By Peter Klubek, Graduate Student Intern at the Museum’s Clarence B. Hanson, Jr. Library

Peter Klubek is an artist, instructor, and budding librarian from Illinois who interned at the Museum this spring as part of his coursework at the University of Southern Mississippi. Below is the final entry from the blog he kept while working at the Museum.

It has been a wonderful semester. I learned much about the creation of archives and the day-to-day operation of an art library. I have enjoyed my time at the Hanson Library and will remember this experience fondly.

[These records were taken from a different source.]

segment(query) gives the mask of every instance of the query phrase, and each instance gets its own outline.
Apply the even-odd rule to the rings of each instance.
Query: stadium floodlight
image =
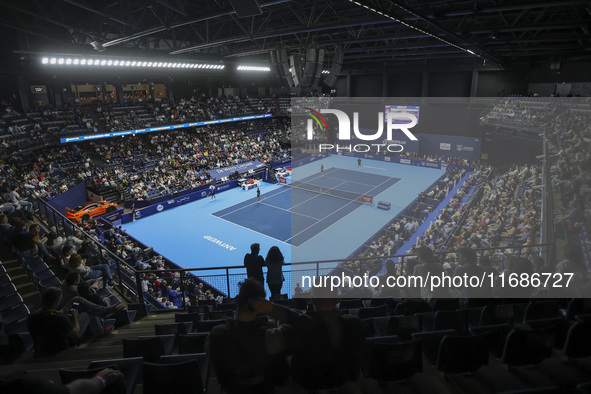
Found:
[[[226,66],[223,64],[203,64],[203,63],[174,63],[174,62],[156,62],[143,60],[113,60],[108,58],[80,59],[74,57],[42,57],[41,64],[59,64],[59,65],[89,65],[89,66],[120,66],[120,67],[168,67],[168,68],[201,68],[208,70],[223,70]],[[245,70],[270,71],[268,67],[246,66]]]
[[[256,67],[256,66],[238,66],[236,68],[238,71],[260,71],[260,72],[269,72],[271,68],[269,67]]]
[[[328,71],[328,70],[322,70],[322,74],[330,74],[330,71]]]

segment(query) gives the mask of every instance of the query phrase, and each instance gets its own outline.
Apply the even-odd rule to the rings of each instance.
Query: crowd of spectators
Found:
[[[277,113],[276,98],[244,98],[233,96],[191,97],[170,102],[155,99],[132,106],[102,103],[97,112],[103,117],[109,131],[156,127],[165,124],[202,122],[254,114]]]
[[[577,108],[576,104],[567,106],[550,120],[546,137],[551,186],[559,195],[554,206],[554,233],[569,248],[581,250],[581,259],[586,261],[582,265],[588,270],[591,112]]]
[[[149,200],[208,184],[213,181],[208,170],[214,168],[288,158],[289,149],[281,143],[286,133],[286,124],[272,119],[263,124],[224,124],[105,140],[90,146],[133,200]]]
[[[352,272],[375,273],[382,269],[382,261],[379,257],[408,253],[409,251],[400,251],[400,247],[412,238],[419,226],[447,197],[456,184],[461,181],[467,171],[468,167],[456,167],[448,171],[434,185],[421,193],[409,207],[397,215],[377,236],[368,240],[365,249],[355,257],[374,257],[376,260],[373,263],[371,260],[356,260],[343,264],[343,267]],[[430,224],[429,228],[417,241],[417,244],[430,247],[439,247],[443,244],[462,213],[462,201],[465,195],[470,187],[482,182],[487,171],[489,171],[488,168],[478,169],[471,175],[465,184],[458,189],[451,201],[441,210],[441,214]]]
[[[48,200],[80,182],[98,190],[110,185],[102,165],[78,145],[14,153],[2,165],[2,172],[12,183]]]
[[[551,103],[543,97],[507,97],[481,120],[485,123],[504,123],[533,129],[543,123],[551,110]]]
[[[178,100],[178,103],[153,100],[135,104],[138,105],[127,107],[99,102],[96,107],[98,123],[75,105],[66,105],[60,111],[40,109],[40,133],[53,130],[54,126],[50,125],[57,118],[60,125],[69,122],[90,133],[99,131],[97,126],[100,123],[119,131],[155,124],[275,112],[279,108],[279,98],[201,96]],[[64,114],[68,114],[67,120],[61,119],[66,116]],[[19,112],[6,106],[5,122],[16,122],[19,117]],[[10,130],[18,133],[27,127],[11,125]],[[87,186],[96,192],[125,190],[127,193],[121,194],[128,199],[149,200],[205,185],[212,181],[208,170],[213,168],[252,160],[268,163],[288,158],[290,151],[283,142],[289,137],[288,122],[282,119],[251,120],[203,129],[95,141],[89,146],[72,144],[26,154],[14,151],[6,161],[5,169],[42,198],[51,199],[78,182],[86,181]],[[91,153],[94,160],[89,158]],[[106,164],[105,168],[103,164]],[[106,168],[110,168],[112,173]]]
[[[41,144],[48,138],[57,140],[58,136],[99,131],[91,114],[74,100],[68,100],[60,107],[47,105],[28,112],[3,101],[0,103],[0,113],[0,153],[12,153],[33,144]]]

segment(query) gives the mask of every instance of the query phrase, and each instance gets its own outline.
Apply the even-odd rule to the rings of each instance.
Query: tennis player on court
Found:
[[[324,164],[320,164],[320,175],[324,176]]]
[[[261,189],[257,187],[257,202],[261,202]]]
[[[209,199],[209,202],[212,202],[213,200],[215,200],[215,185],[212,183],[209,186],[209,195],[211,196],[211,198]]]

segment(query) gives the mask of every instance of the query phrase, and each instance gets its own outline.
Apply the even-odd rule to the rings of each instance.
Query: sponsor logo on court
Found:
[[[168,200],[168,201],[166,201],[166,203],[167,203],[168,205],[172,205],[172,204],[174,204],[174,200]]]
[[[164,205],[162,205],[162,204],[158,204],[158,205],[156,206],[156,210],[157,210],[158,212],[162,211],[163,209],[164,209]]]
[[[207,196],[207,192],[204,190],[201,192],[201,197],[206,197]]]
[[[439,143],[439,149],[441,150],[451,150],[451,144],[448,144],[447,142],[440,142]],[[461,150],[461,149],[459,149]]]
[[[400,159],[400,164],[410,164],[410,160],[408,160],[408,159]]]
[[[236,250],[236,247],[230,245],[227,242],[223,242],[223,241],[221,241],[221,240],[219,240],[219,239],[217,239],[215,237],[212,237],[211,235],[204,235],[203,236],[203,239],[206,239],[206,240],[208,240],[208,241],[210,241],[210,242],[212,242],[212,243],[214,243],[214,244],[216,244],[216,245],[218,245],[218,246],[220,246],[220,247],[222,247],[224,249],[227,249],[227,250],[230,250],[230,251]]]

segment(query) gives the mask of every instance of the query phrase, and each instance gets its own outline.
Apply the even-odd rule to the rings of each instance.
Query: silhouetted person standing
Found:
[[[250,253],[244,256],[244,266],[246,267],[246,276],[254,278],[261,283],[265,283],[263,276],[263,266],[265,265],[265,259],[259,255],[261,245],[255,243],[250,245]]]

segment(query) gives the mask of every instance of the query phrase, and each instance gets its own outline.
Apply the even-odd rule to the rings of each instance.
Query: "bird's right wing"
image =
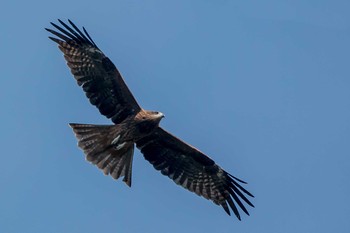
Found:
[[[63,27],[51,23],[58,31],[47,29],[58,38],[49,37],[63,52],[72,74],[82,86],[91,104],[100,113],[118,124],[141,108],[125,84],[122,76],[96,46],[85,28],[80,31],[70,20]]]
[[[253,204],[245,195],[253,197],[239,183],[244,181],[230,175],[198,149],[158,128],[136,142],[146,160],[163,175],[197,195],[221,205],[230,215],[229,207],[238,219],[238,205],[246,214],[242,202]],[[248,214],[249,215],[249,214]]]

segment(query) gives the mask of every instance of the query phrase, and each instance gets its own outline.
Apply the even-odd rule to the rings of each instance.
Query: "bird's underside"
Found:
[[[112,61],[96,46],[85,28],[81,31],[70,20],[70,25],[59,20],[61,26],[51,23],[57,31],[46,29],[56,37],[67,65],[100,113],[114,125],[70,124],[86,159],[114,179],[123,177],[131,186],[134,147],[156,170],[176,184],[213,201],[238,219],[236,205],[249,215],[244,202],[253,204],[253,197],[232,176],[198,149],[171,135],[159,126],[164,115],[143,110]]]

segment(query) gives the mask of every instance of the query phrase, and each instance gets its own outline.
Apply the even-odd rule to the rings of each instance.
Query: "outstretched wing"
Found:
[[[176,184],[221,205],[227,214],[230,215],[230,207],[240,220],[236,204],[247,215],[249,213],[242,201],[254,207],[245,194],[254,196],[239,184],[244,181],[230,175],[208,156],[162,128],[139,140],[136,145],[155,169]]]
[[[51,23],[58,31],[47,29],[58,38],[49,37],[63,52],[72,74],[82,86],[91,104],[115,124],[140,110],[115,65],[96,46],[85,28],[80,31],[70,20],[70,26]]]

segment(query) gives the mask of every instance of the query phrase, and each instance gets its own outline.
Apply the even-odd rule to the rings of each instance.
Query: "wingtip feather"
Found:
[[[55,37],[52,37],[52,36],[49,36],[49,39],[52,40],[53,42],[56,42],[57,44],[59,44],[60,42],[62,42],[61,40],[55,38]]]

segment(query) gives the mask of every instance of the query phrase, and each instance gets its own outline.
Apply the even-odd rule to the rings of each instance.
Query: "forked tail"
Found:
[[[120,134],[115,125],[69,125],[78,139],[78,146],[86,155],[86,160],[114,179],[124,176],[123,181],[130,187],[134,143],[118,146],[115,137]]]

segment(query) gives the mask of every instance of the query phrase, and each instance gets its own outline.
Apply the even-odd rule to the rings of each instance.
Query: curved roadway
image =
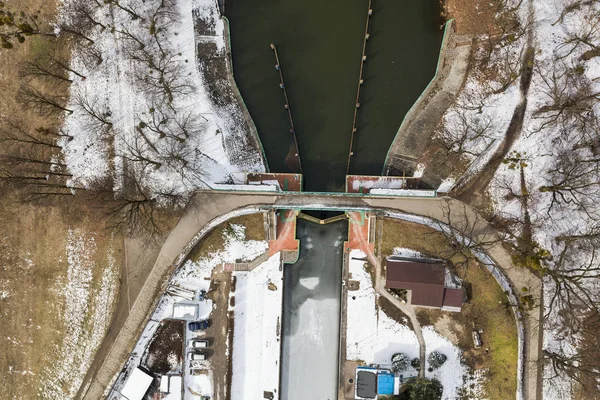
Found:
[[[336,210],[387,210],[415,214],[446,220],[448,205],[453,215],[467,217],[475,221],[471,239],[489,237],[496,232],[482,218],[464,203],[449,198],[410,198],[384,196],[350,196],[344,194],[309,193],[265,193],[265,192],[220,192],[201,191],[196,193],[177,226],[165,241],[152,272],[149,274],[140,294],[132,305],[131,312],[123,328],[117,335],[109,351],[100,360],[101,366],[90,385],[82,390],[84,399],[100,399],[112,380],[122,369],[160,294],[166,287],[168,278],[185,259],[194,245],[212,228],[240,213],[281,208],[336,209]],[[527,294],[535,298],[535,307],[524,313],[523,326],[525,343],[523,348],[524,373],[522,392],[525,399],[537,399],[541,382],[540,360],[540,299],[541,282],[529,271],[512,265],[508,251],[499,241],[485,247],[486,253],[500,267],[510,280],[514,293],[519,296],[522,288],[529,288]],[[521,396],[517,393],[517,398]]]

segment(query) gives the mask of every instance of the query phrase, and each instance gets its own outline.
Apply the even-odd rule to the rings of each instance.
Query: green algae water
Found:
[[[379,175],[404,115],[435,73],[439,0],[374,0],[350,173]],[[348,166],[368,0],[230,0],[236,83],[271,171],[300,172],[279,87],[277,46],[305,190],[340,191]]]

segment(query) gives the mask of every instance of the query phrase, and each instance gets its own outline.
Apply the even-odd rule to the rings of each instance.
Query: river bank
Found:
[[[408,111],[386,156],[384,175],[412,175],[427,150],[437,125],[454,103],[465,82],[472,48],[471,35],[458,35],[456,24],[446,23],[436,72]],[[437,188],[443,172],[427,171],[426,185]]]

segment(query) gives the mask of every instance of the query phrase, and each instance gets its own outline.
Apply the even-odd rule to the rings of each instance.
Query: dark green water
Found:
[[[350,173],[379,175],[387,150],[435,72],[439,0],[373,1]],[[309,191],[344,188],[368,0],[230,0],[236,82],[271,171],[296,172],[277,45]]]

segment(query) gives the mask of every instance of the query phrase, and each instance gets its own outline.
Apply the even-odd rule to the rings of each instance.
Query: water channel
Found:
[[[343,243],[348,223],[298,220],[300,257],[284,272],[281,396],[337,399]]]
[[[306,191],[341,191],[348,168],[369,0],[230,0],[236,83],[272,172],[302,172]],[[406,114],[435,73],[439,0],[373,0],[351,174],[380,175]],[[275,69],[277,47],[294,136]],[[314,215],[314,214],[313,214]],[[281,393],[337,398],[347,222],[299,220],[300,257],[284,273]]]
[[[368,0],[226,1],[235,79],[271,171],[295,171],[276,44],[305,190],[343,190]],[[439,0],[374,0],[350,172],[380,175],[408,109],[435,72]],[[297,171],[299,172],[299,171]]]

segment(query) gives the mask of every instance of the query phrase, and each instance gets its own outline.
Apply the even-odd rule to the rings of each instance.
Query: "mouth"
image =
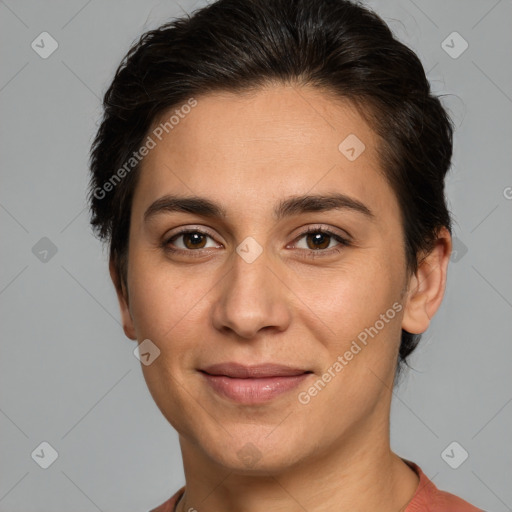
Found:
[[[200,372],[212,376],[231,377],[233,379],[262,379],[269,377],[296,377],[311,370],[294,368],[275,363],[247,366],[240,363],[220,363],[200,369]]]
[[[311,370],[273,363],[257,366],[222,363],[199,372],[217,395],[247,405],[268,402],[290,392],[313,374]]]

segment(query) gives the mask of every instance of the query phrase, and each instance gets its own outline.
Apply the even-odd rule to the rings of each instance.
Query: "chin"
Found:
[[[268,432],[250,435],[245,431],[233,437],[228,435],[222,442],[208,443],[209,448],[205,451],[216,464],[248,475],[278,474],[301,460],[300,448],[304,445],[300,440],[294,442],[284,430],[281,436],[273,433],[266,437]]]

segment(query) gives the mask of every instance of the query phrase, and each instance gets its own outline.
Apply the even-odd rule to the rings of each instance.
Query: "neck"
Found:
[[[300,464],[257,475],[218,465],[201,447],[180,436],[186,490],[177,510],[404,510],[419,479],[391,451],[389,423],[386,428],[373,428],[374,432],[361,427],[354,430],[336,446],[316,452]]]

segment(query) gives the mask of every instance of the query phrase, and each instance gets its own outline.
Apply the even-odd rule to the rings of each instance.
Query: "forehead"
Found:
[[[380,140],[347,100],[284,85],[195,99],[148,132],[156,144],[142,162],[134,207],[183,193],[245,212],[265,199],[270,208],[277,197],[336,190],[389,208],[394,194],[380,169]]]

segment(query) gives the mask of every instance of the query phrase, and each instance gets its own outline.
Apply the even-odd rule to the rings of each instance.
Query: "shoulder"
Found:
[[[419,476],[419,484],[404,512],[484,512],[462,498],[438,489],[414,462],[406,461]]]
[[[181,489],[176,491],[167,501],[158,507],[151,509],[149,512],[174,512],[174,507],[184,492],[185,487],[183,486]]]

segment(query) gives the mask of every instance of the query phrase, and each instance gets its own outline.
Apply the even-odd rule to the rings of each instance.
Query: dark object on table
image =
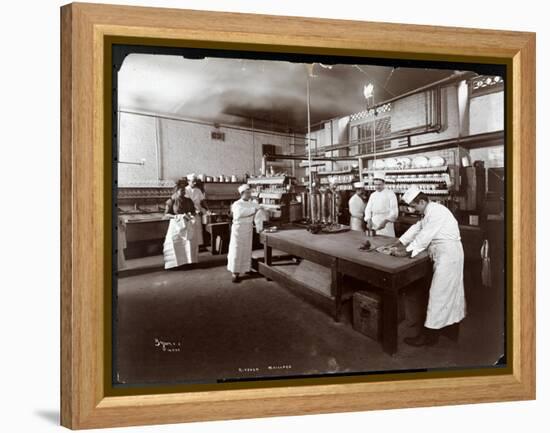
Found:
[[[331,233],[343,233],[348,232],[350,230],[349,226],[346,226],[344,224],[310,224],[307,227],[307,231],[316,235],[319,233],[325,233],[325,234],[331,234]]]
[[[376,248],[376,251],[394,257],[409,257],[410,255],[404,245],[382,245]]]
[[[350,230],[349,226],[346,226],[344,224],[333,223],[333,224],[327,224],[323,226],[321,231],[323,233],[343,233],[349,230]]]
[[[395,257],[409,257],[410,255],[410,253],[405,249],[405,246],[392,247],[390,254]]]
[[[363,251],[366,251],[366,250],[370,250],[371,249],[371,243],[369,240],[366,240],[360,247],[359,249],[360,250],[363,250]]]
[[[321,233],[322,229],[323,229],[323,226],[321,224],[310,224],[307,228],[307,231],[316,235],[318,233]]]

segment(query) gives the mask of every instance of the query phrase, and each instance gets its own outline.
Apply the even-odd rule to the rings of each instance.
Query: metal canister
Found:
[[[321,196],[316,192],[308,193],[307,200],[307,211],[309,220],[314,222],[320,221],[320,207],[321,207]]]
[[[309,218],[309,200],[307,192],[301,192],[300,198],[302,201],[302,219],[308,219]]]
[[[327,192],[321,191],[321,209],[320,209],[320,216],[321,221],[326,223],[327,222]]]
[[[337,192],[335,191],[330,191],[330,195],[329,195],[329,202],[328,202],[328,215],[329,215],[329,223],[331,224],[335,224],[337,223],[338,221],[336,221],[337,219],[337,215],[336,215],[336,194]]]

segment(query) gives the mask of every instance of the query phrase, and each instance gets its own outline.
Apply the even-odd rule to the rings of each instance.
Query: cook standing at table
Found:
[[[385,173],[374,173],[375,191],[365,207],[365,222],[376,234],[395,237],[393,223],[399,216],[397,197],[386,188]]]
[[[197,217],[195,218],[196,223],[194,239],[200,247],[204,243],[202,236],[201,215],[208,210],[208,205],[206,203],[206,196],[197,185],[197,175],[195,173],[188,174],[187,181],[189,182],[189,185],[185,188],[185,196],[190,198],[195,205],[195,213],[197,214]]]
[[[238,188],[241,198],[231,205],[233,223],[227,253],[227,270],[232,281],[239,282],[239,275],[249,272],[252,260],[253,223],[260,205],[251,200],[250,186],[243,184]]]
[[[193,201],[185,196],[187,179],[178,180],[174,194],[166,202],[164,218],[170,219],[164,239],[164,269],[199,261],[199,245],[194,239],[197,217]]]
[[[364,182],[355,182],[353,184],[355,188],[355,194],[351,196],[348,202],[349,214],[350,214],[350,227],[352,230],[359,232],[365,231],[365,223],[363,217],[365,215],[365,207],[367,206],[367,193],[365,191]]]
[[[424,328],[417,336],[405,338],[405,343],[429,346],[447,331],[458,336],[458,324],[466,315],[464,250],[458,222],[449,209],[430,201],[418,188],[408,189],[403,201],[420,213],[422,219],[399,238],[399,243],[406,245],[411,257],[428,249],[433,261]]]

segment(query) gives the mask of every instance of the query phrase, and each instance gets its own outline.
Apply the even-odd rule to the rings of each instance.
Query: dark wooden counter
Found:
[[[432,272],[432,264],[425,252],[415,258],[393,257],[376,251],[360,251],[359,246],[369,239],[374,247],[387,245],[395,239],[387,236],[367,238],[364,233],[348,231],[337,234],[313,235],[305,229],[262,233],[264,262],[258,269],[264,276],[309,290],[277,270],[272,260],[272,249],[284,251],[331,269],[331,300],[334,319],[339,320],[342,305],[342,276],[349,275],[377,287],[382,296],[382,346],[393,354],[397,351],[397,323],[399,292],[411,283]]]

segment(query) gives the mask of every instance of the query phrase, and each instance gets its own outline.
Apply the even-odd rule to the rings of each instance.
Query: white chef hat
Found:
[[[386,181],[386,173],[383,171],[375,171],[373,179],[380,179]]]
[[[365,182],[354,182],[353,187],[356,188],[356,189],[364,188],[365,187]]]
[[[403,194],[401,199],[409,205],[420,193],[421,191],[416,186],[411,186],[407,191],[405,191],[405,194]]]
[[[239,194],[242,194],[247,189],[250,189],[250,186],[247,183],[243,183],[242,185],[239,186]]]
[[[195,180],[197,178],[197,175],[195,173],[191,173],[187,175],[187,180]]]

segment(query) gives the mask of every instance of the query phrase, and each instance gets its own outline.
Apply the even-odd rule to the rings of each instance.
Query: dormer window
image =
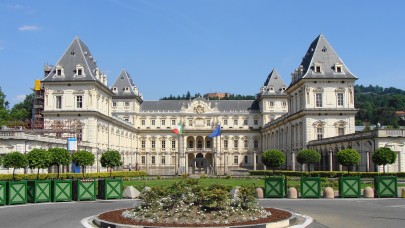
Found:
[[[336,63],[334,68],[335,68],[335,73],[343,73],[342,64]]]
[[[124,88],[124,91],[129,91],[129,87],[126,86],[126,87]]]
[[[117,91],[118,91],[117,87],[112,87],[112,91],[113,91],[113,93],[117,93]]]
[[[314,72],[322,73],[322,63],[320,63],[320,62],[314,63]]]
[[[63,71],[63,67],[60,65],[57,65],[56,69],[55,69],[55,74],[56,74],[56,76],[64,76],[65,73]]]
[[[80,65],[80,64],[76,65],[76,75],[75,76],[80,76],[80,77],[85,76],[84,68],[82,65]]]

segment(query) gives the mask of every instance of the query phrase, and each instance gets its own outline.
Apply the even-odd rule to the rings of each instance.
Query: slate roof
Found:
[[[83,76],[76,75],[76,66],[78,64],[83,67]],[[56,75],[58,65],[63,68],[64,76]],[[98,67],[89,48],[79,37],[75,37],[58,63],[42,81],[98,81],[95,77],[96,69]]]
[[[249,111],[259,110],[254,100],[206,100],[211,108],[217,107],[219,111]],[[143,101],[141,111],[180,111],[187,108],[190,101],[187,100],[159,100]]]
[[[322,73],[315,73],[313,71],[313,64],[317,62],[321,63]],[[334,66],[337,63],[342,65],[342,73],[335,73]],[[295,81],[298,81],[301,78],[357,79],[357,77],[349,71],[336,51],[322,34],[319,35],[309,46],[307,53],[302,59],[300,68],[303,73],[301,77],[297,78]],[[291,83],[294,83],[295,81]]]
[[[267,76],[266,81],[264,82],[264,93],[265,95],[281,95],[284,94],[284,90],[287,88],[283,79],[276,69],[273,69],[269,76]],[[272,88],[273,90],[270,90]]]
[[[131,76],[128,74],[126,70],[122,70],[120,75],[118,76],[117,80],[114,82],[114,85],[111,87],[112,89],[117,88],[115,96],[138,96],[138,91],[136,91],[136,86],[134,81],[132,80]],[[128,88],[128,90],[125,90]]]

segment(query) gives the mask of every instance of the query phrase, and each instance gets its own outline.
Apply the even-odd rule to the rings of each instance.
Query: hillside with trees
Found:
[[[192,100],[198,97],[202,97],[200,93],[191,95],[190,91],[187,91],[186,94],[173,96],[170,94],[168,97],[162,97],[160,100]],[[254,100],[256,97],[252,95],[241,95],[241,94],[230,94],[227,97],[223,98],[210,98],[210,100]]]

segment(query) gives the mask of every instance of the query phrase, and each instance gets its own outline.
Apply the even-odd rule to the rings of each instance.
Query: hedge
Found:
[[[47,179],[57,179],[57,173],[41,173],[39,174],[39,180],[47,180]],[[112,177],[122,177],[122,178],[129,178],[129,177],[143,177],[146,176],[145,171],[114,171],[112,172]],[[101,172],[101,173],[85,173],[84,178],[109,178],[109,172]],[[13,179],[13,174],[0,174],[0,181],[9,181]],[[37,174],[16,174],[16,180],[36,180]],[[60,173],[59,179],[83,179],[82,173]]]
[[[255,170],[249,171],[252,176],[273,176],[272,170]],[[288,171],[288,170],[276,170],[276,176],[287,176],[287,177],[308,177],[309,172],[303,171]],[[379,173],[379,172],[350,172],[348,174],[346,171],[312,171],[311,176],[313,177],[347,177],[347,176],[360,176],[363,178],[374,178],[375,176],[396,176],[400,178],[405,177],[405,172],[397,173]]]

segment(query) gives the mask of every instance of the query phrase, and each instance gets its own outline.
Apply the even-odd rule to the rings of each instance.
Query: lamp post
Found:
[[[138,151],[138,147],[137,147],[135,149],[135,171],[139,170],[138,154],[139,154],[139,151]]]
[[[333,149],[329,146],[329,171],[333,171]]]

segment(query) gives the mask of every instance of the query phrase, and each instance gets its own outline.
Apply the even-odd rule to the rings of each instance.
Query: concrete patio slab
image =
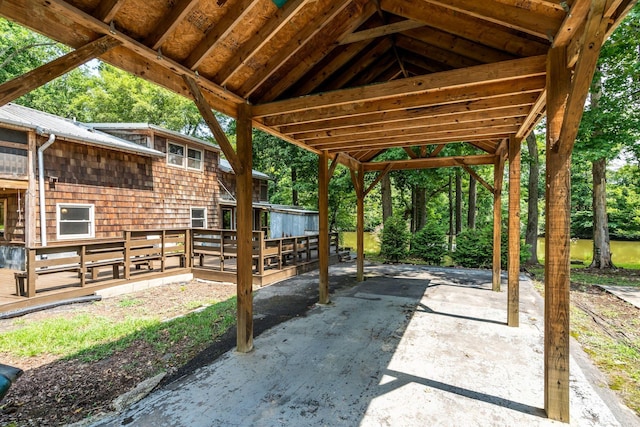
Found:
[[[491,291],[488,271],[374,265],[366,272],[330,305],[264,332],[251,353],[227,352],[95,425],[565,425],[542,409],[543,303],[528,279],[521,326],[510,328],[506,292]],[[331,268],[332,281],[354,275],[352,266]],[[317,275],[262,289],[256,299],[308,286],[317,286]],[[572,358],[571,425],[640,425],[594,387]]]

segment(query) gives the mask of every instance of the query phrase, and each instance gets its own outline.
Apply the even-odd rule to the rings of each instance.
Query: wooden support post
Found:
[[[502,239],[502,178],[504,176],[504,157],[499,155],[493,168],[493,277],[491,289],[500,292],[500,261]]]
[[[124,278],[131,279],[131,231],[124,232]]]
[[[356,186],[357,196],[357,233],[356,233],[356,245],[358,247],[356,256],[357,274],[356,280],[358,282],[364,281],[364,167],[360,163],[358,167],[358,173],[356,175],[358,185]],[[355,183],[354,183],[355,184]]]
[[[36,274],[36,250],[27,249],[27,297],[32,298],[36,296],[36,280],[38,275]]]
[[[544,409],[569,422],[569,274],[571,152],[560,139],[571,85],[566,48],[547,61],[547,146],[544,273]]]
[[[253,349],[253,206],[252,206],[252,146],[251,108],[238,106],[237,121],[237,297],[238,336],[237,349],[241,353]]]
[[[520,143],[509,138],[509,244],[507,255],[507,325],[520,325]]]
[[[329,303],[329,153],[324,150],[318,157],[318,265],[320,268],[320,304]],[[308,242],[307,242],[308,245]]]

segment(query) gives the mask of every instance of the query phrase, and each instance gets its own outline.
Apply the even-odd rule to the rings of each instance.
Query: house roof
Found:
[[[165,155],[161,151],[92,129],[86,124],[18,104],[9,103],[0,107],[0,123],[33,129],[40,134],[55,134],[57,137],[67,140],[126,151],[142,156]]]
[[[75,48],[69,64],[99,57],[192,99],[195,87],[234,118],[249,103],[255,127],[371,171],[392,147],[410,157],[392,169],[493,164],[545,114],[554,49],[577,76],[573,116],[635,3],[3,0],[0,15]],[[451,143],[471,154],[441,159]]]
[[[226,159],[220,158],[220,160],[218,161],[218,166],[220,167],[220,170],[223,172],[235,174],[235,172],[233,171],[233,168],[231,167],[231,164]],[[251,176],[253,176],[256,179],[272,179],[266,173],[262,173],[255,169],[251,169]]]
[[[201,146],[206,147],[209,150],[220,151],[220,147],[217,144],[214,144],[209,141],[205,141],[200,138],[196,138],[194,136],[185,135],[180,132],[176,132],[173,130],[165,129],[163,127],[151,124],[151,123],[87,123],[88,126],[91,126],[95,129],[100,130],[153,130],[154,132],[158,132],[167,137],[180,138],[182,140],[188,140],[191,143],[199,144]]]

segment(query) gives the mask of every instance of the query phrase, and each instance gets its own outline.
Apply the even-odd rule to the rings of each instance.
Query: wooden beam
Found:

Through my coursework I had read about archival organization and description, but it is one thing to read about it, and quite another to experience it first hand. When I first arrived and started to go through the boxes, it was fascinating to discover what I would find next. The documents, correspondence, ephemeral items, and exhibition catalogs all told a different story but added up to reveal the complete history of the Birmingham Museum of Art. Prior to this experience, I have never lived in Birmingham, or indeed Alabama. But reflection on working with this archive has given me an understanding of this organization and how it fits within the greater community of the city of Birmingham. From the struggles of the Birmingham Art Association in the early 20th century to create an art museum, through the current challenges of updating the museum website in the 21st, this institution would not thrive without the people providing an energy and a life source. People are at the core of libraries, museums, and archives, and it is this human factor that has the greatest significance in communicating history and intellectual development.